Vectorize RAG
Build a complete retrieval-augmented generation (RAG) pipeline in a single Worker. Chunk your text, generate embeddings with Workers AI, store them in Vectorize, query for relevant context, and generate an answer with an LLM. Everything runs on Cloudflare’s network.
Prerequisites: AI Landscape, Workers AI
How RAG Works
RAG augments an LLM’s knowledge with your own data. Instead of fine-tuning a model, you retrieve relevant documents at query time and inject them into the prompt.
The pipeline:
- Chunk: Split documents into smaller pieces
- Embed: Convert each chunk into a vector using an embedding model
- Store: Save vectors in Vectorize with metadata
- Query: Convert the user’s question into a vector, find similar chunks
- Generate: Send the question + retrieved chunks to an LLM
Setup
Create a Vectorize index and configure bindings:
# Create the index (768 dimensions for bge-base)

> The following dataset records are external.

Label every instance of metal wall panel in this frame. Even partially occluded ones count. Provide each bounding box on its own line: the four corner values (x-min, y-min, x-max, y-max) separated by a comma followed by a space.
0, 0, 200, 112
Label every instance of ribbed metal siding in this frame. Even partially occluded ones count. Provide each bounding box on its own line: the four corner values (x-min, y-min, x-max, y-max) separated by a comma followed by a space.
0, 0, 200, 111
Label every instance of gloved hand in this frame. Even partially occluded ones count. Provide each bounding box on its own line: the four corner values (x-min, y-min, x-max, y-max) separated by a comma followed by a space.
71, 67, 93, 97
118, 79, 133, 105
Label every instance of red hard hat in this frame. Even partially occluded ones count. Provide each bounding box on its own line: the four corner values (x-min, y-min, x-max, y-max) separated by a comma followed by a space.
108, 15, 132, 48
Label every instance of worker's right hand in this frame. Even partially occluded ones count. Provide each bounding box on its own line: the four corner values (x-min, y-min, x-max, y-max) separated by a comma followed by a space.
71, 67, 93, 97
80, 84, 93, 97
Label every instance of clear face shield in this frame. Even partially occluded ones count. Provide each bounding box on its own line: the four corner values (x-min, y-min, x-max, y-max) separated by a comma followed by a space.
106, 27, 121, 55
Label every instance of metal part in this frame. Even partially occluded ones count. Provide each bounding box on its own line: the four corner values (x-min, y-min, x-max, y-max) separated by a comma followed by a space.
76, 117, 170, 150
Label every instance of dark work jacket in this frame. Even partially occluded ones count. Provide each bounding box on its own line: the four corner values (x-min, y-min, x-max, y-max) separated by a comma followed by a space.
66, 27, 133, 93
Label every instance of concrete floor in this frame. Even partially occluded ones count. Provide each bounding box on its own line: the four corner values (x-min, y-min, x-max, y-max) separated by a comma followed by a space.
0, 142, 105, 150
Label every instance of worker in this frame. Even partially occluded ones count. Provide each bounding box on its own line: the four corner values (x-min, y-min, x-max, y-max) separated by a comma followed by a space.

npx wrangler vectorize create knowledge-base --dimensions=768 --metric=cosine
wrangler.jsonc:
{
"name": "rag-demo",
"main": "src/index.ts",
"compatibility_date": "2025-01-01",
"compatibility_flags": ["nodejs_compat"],
"ai": {
"binding": "AI"
},
"vectorize": [
{
"binding": "VECTORIZE",
"index_name": "knowledge-base"
}
]
}
Run npx wrangler types to update the Env interface.
The Full Pipeline
Here is the complete Worker with ingest and query endpoints:
import { Hono } from "hono";
const app = new Hono<{ Bindings: Env }>();
interface EmbeddingResponse {
shape: number[];
data: number[][];
}
// --- Ingest: chunk, embed, store ---
app.post("/ingest", async (c) => {
const { documents } = await c.req.json<{
documents: { id: string; title: string; content: string }[];
}>();
// 1. Chunk the documents
const chunks: { id: string; text: string; metadata: Record<string, string> }[] = [];
for (const doc of documents) {
const docChunks = chunkText(doc.content, 500);
docChunks.forEach((text, i) => {
chunks.push({
id: `${doc.id}-${i}`,
text,
metadata: { title: doc.title, docId: doc.id },
});
});
}
// 2. Generate embeddings
const texts = chunks.map((chunk) => chunk.text);
const embeddings: EmbeddingResponse = await c.env.AI.run(
"@cf/baai/bge-base-en-v1.5",
{ text: texts }
);
// 3. Store in Vectorize
const vectors = chunks.map((chunk, i) => ({
id: chunk.id,
values: embeddings.data[i],
metadata: chunk.metadata,
}));
const result = await c.env.VECTORIZE.upsert(vectors);
return c.json({ indexed: vectors.length, result });
});
// --- Query: embed question, search, generate ---
app.post("/ask", async (c) => {
const { question } = await c.req.json<{ question: string }>();
// 1. Embed the question
const queryEmbedding: EmbeddingResponse = await c.env.AI.run(
"@cf/baai/bge-base-en-v1.5",
{ text: [question] }
);
// 2. Search Vectorize for similar chunks
const matches = await c.env.VECTORIZE.query(queryEmbedding.data[0], {
topK: 5,
returnMetadata: "all",
});
// 3. Build context from matched chunks
const context = matches.matches
.map((match) => `[${match.metadata?.title}]: ${match.metadata?.text ?? ""}`)
.join("\n\n");
// 4. Generate answer with context
const response = await c.env.AI.run("@cf/meta/llama-3.1-8b-instruct", {
messages: [
{
role: "system",
content: `Answer the question based on the following context. If the context doesn't contain the answer, say so.\n\nContext:\n${context}`,
},
{ role: "user", content: question },
],
});
return c.json({
answer: response.response,
sources: matches.matches.map((m) => ({
id: m.id,
score: m.score,
title: m.metadata?.title,
})),
});
});
export default app;
Chunking
Chunking splits long documents into pieces small enough to embed meaningfully. A simple approach splits by paragraph with a character limit:
function chunkText(text: string, maxLength: number): string[] {
const paragraphs = text.split(/\n\n+/);
const chunks: string[] = [];
let current = "";
for (const para of paragraphs) {
if (current.length + para.length > maxLength && current.length > 0) {
chunks.push(current.trim());
current = "";
}
current += para + "\n\n";
}
if (current.trim().length > 0) {
chunks.push(current.trim());
}
return chunks;
}
Guidelines:
- ~500 characters per chunk is a reasonable starting point
- Keep chunks semantically coherent (don’t split mid-sentence)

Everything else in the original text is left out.